3. Organizational Flexibility

The flexibility gene needs to be implemented technologically and organizationally for it to take effect. The exponential acceleration of new technologies and the shrinking time-to-market dictate the necessity of having an agile IT platform at the center of the digital banking operating model, with flexible teams working around it to create personalized customer solutions. An agile IT platform is a priority here with challenges such as the exponential growth in traffic and data and the rise of real-time data across channels. The need for systems with real-time information processing and enhanced data management capabilities increases. Not only the IT platform is a critical choice at this phase, but the team structure around it and the goals it's being used for. Ideally, the team should be working on analyzing operational processes, customer behavior and using them to find ways to optimize and evolve banking operations to make it more customer centric. 

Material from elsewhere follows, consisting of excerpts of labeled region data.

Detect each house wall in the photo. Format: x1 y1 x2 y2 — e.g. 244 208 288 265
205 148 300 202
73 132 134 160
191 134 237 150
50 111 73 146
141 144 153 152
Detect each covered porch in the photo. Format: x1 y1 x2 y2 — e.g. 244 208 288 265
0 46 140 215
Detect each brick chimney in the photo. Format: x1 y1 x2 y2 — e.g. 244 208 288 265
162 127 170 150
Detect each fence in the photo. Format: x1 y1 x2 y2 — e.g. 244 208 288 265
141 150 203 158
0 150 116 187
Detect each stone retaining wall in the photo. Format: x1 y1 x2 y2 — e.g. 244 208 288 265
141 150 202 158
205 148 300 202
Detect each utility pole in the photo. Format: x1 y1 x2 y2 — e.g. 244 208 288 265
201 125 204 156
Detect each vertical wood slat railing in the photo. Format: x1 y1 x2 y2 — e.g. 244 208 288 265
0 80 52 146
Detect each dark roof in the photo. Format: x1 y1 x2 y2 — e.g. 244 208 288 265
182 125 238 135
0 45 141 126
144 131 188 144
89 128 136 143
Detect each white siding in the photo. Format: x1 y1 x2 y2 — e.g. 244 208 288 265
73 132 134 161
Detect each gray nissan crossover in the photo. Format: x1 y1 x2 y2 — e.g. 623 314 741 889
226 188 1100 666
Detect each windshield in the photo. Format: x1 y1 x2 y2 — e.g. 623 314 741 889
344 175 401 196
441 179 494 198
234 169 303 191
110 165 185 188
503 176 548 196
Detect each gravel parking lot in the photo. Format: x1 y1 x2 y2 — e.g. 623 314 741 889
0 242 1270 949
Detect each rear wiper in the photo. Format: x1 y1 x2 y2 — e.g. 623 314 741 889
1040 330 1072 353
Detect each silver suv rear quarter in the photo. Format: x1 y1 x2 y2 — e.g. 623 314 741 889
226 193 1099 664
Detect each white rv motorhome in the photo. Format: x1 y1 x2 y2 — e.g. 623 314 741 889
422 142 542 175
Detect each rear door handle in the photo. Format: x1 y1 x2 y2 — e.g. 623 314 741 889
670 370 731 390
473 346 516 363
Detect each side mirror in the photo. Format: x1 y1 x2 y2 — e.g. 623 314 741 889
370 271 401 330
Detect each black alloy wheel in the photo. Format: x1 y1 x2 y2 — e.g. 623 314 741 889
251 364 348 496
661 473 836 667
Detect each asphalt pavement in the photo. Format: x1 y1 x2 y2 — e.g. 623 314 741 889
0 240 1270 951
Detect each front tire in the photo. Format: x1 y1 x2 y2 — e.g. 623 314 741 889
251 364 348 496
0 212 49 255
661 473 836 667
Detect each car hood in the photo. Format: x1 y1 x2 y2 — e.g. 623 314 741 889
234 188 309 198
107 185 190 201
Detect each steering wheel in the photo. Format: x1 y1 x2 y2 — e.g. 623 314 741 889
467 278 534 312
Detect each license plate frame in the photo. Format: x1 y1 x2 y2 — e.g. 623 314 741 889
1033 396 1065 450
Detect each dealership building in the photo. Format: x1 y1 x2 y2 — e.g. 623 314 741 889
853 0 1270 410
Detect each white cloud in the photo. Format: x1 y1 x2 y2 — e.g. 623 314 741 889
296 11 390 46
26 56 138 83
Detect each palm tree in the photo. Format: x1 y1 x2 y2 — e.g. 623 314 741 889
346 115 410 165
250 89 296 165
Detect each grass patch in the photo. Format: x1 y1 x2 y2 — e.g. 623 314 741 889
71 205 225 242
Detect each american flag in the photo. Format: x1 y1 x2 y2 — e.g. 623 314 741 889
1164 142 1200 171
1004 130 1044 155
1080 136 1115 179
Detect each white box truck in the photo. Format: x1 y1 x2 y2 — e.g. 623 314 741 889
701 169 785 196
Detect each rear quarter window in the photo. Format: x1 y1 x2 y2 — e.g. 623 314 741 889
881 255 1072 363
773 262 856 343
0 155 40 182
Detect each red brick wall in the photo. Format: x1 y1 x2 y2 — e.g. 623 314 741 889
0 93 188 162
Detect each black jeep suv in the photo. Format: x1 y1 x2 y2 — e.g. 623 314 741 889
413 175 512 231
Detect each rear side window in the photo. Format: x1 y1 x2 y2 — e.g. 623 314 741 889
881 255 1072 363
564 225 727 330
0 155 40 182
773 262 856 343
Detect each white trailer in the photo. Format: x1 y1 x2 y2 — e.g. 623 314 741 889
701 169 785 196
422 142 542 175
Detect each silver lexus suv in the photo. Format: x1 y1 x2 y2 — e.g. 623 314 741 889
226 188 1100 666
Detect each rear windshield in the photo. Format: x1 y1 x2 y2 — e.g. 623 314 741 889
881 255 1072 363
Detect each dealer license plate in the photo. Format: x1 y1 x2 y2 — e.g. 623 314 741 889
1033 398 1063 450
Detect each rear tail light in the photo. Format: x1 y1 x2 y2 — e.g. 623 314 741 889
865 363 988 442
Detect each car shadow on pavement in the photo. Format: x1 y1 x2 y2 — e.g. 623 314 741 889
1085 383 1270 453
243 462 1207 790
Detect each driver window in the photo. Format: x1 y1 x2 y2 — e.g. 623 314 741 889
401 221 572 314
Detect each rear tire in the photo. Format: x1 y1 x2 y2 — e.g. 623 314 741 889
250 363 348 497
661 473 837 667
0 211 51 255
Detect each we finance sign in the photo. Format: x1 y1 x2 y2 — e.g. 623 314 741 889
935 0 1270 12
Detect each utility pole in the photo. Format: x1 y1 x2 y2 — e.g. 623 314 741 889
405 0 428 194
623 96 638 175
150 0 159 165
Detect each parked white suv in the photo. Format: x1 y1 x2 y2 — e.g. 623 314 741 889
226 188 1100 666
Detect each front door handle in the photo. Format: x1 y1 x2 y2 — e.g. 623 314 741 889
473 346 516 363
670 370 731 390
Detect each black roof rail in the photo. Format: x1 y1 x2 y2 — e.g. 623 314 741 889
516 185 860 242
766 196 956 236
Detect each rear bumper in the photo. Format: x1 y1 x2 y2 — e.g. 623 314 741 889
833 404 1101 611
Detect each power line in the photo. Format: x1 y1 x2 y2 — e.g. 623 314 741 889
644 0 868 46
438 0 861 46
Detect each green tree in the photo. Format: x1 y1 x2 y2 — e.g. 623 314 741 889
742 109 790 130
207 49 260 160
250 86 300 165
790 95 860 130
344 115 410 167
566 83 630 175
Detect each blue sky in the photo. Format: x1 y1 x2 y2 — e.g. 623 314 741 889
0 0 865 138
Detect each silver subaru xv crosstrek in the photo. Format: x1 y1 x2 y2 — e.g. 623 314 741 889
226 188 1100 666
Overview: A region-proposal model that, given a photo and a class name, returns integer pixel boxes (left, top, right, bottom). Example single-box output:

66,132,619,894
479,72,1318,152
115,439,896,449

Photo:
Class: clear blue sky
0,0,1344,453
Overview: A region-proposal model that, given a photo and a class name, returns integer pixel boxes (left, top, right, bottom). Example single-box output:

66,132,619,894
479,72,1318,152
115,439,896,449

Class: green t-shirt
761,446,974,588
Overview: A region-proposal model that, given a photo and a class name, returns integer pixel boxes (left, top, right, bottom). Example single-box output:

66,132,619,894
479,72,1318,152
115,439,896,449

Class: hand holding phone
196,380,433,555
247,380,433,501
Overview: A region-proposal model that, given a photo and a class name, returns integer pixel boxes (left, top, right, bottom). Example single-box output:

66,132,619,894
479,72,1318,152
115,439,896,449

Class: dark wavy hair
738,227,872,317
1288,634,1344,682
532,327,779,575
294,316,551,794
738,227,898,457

  • Long-term vision and short-term execution The digital transformation happens with a studied planning of a long-term roadmap that ceases all the quick-wins along its way. Traditional banks have two main ways of generating sales: one would be cross selling and up selling to its existing client base, the other is attraction of new customers. To achieve the former in the digital age, the efforts should focus on personalizing the services and being relevant to each customer’s needs. As for the latter, it is achieved by expanding and optimizing all channels, branches, ATMs, call centers and most importantly the digital frontier, which should be treated as the biggest branch for each bank. This is the short-term vision of execution.

As for the long-term roadmap, the bank should work its way to expanding its services beyond the moment of transaction to cover its pre and post phases. The pre-transaction phase is by offering solutions for everyday problems through its vast partnership network and acting as a financial advisor to the customer. For example, they might offer you home equipment that is within your budget. The transaction phase is offering the technology needed for the user to browse these added value solutions through their banking touch-points such as a mobile application. As an example, they’ll browse the application for all kinds of products in an m-commerce kind of setup that offers added value for costumers benefiting from the bank's partnership network. As for the post-transaction phase, it can be by providing easy payment installment, updates on your financial situation and advice for future purchases.

There’s a rumor flying around the digital sphere that the sharing economy of resources will someday replace our old-fashioned buggy monetary system. It’s too early to determine the validity of this, but one thing we know is that it is does rival the banking services. Therefore, banks should move digital from being just another project into being its core value, while striking a balance between ‘business as usual’ and digital disruption.